По городу пошёл крестный ход. Бородатое купечество, важно и благочестиво утаптывая тяжёлыми ногами обильно выпавший снег, тесным стадом быков шагало за кряжистым, золотым духовенством; несло иконы, хоругви; соединённый хор всех церквей города громогласно и внушительно пел:

– «Спаси, го-осподи, люди твоя-а…»

Слова молитвы, похожей на требование, вылетали из круглых ртов белым паром, замерзая инеем на бровях и усах басов, оседая в бородах нестройно подпевавшего купечества.
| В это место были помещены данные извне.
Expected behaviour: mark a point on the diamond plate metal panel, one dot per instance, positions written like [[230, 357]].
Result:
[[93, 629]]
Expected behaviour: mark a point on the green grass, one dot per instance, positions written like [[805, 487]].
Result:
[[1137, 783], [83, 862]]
Особенно пронзительно, настойчиво и особенно не в лад хору пел городской голова Воропонов, сын тележника; толстый, краснощёкий, с глазами цвета перламутровых пуговиц, он получил в наследство от своего отца вместе с имуществом и неукротимую вражду ко всем Артамоновым.


Они, семеро, шли все вместе; впереди прихрамывал Алексей, ведя жену под руку, за ним Яков с матерью и сестрой Татьяной, потом шёл Мирон с доктором; сзади всех шагал в мягких сапогах Артамонов старший.

– Нация, – негромко говорил Мирон.

– Парад сил, – ответил доктор.

Мирон снял очки, стал протирать их платком, а доктор добавил:

– Увидите – вздуют!

– Н-ну, это сырьё не скоро загорится…

– Перестань, – сказал Артамонов старший племяннику, тот искоса взглянул на него и повесил очки на свой длинный нос, предварительно пощупав его пальцами.

– Спас-си, господи, люди твоя! – требовал Воропонов подчёркнуто громко, с присвистом вывизгивая слово «люди», волком оборачивался назад, оглядывая горожан, и зачем-то махал на них бобровой шапкой.

Хорошо, густо пела сорокалетняя, но свежая, круглая, грудастая дочь Помялова, третий раз вдова и первая в городе по скандальной, бесстыдной жизни. Пётр Артамонов слышал, как она вполголоса советовала Наталье:

– Ты бы, кума, отправила мужа-то на войну, он у тебя страховидный, от него враги побегут.

И спрашивала Якова:

– Ты что, крестник, не женишься, петух?

Артамонов старший тряхнул головою, слова, как мухи, мешали ему думать о чём-то важном; он отошёл в сторону, стал шагать по тротуару медленнее, пропуская мимо себя поток людей, необыкновенно чёрный в этот день, на пышном, чистом снегу. Люди шли, шли и дышали паром, точно кипящие самовары.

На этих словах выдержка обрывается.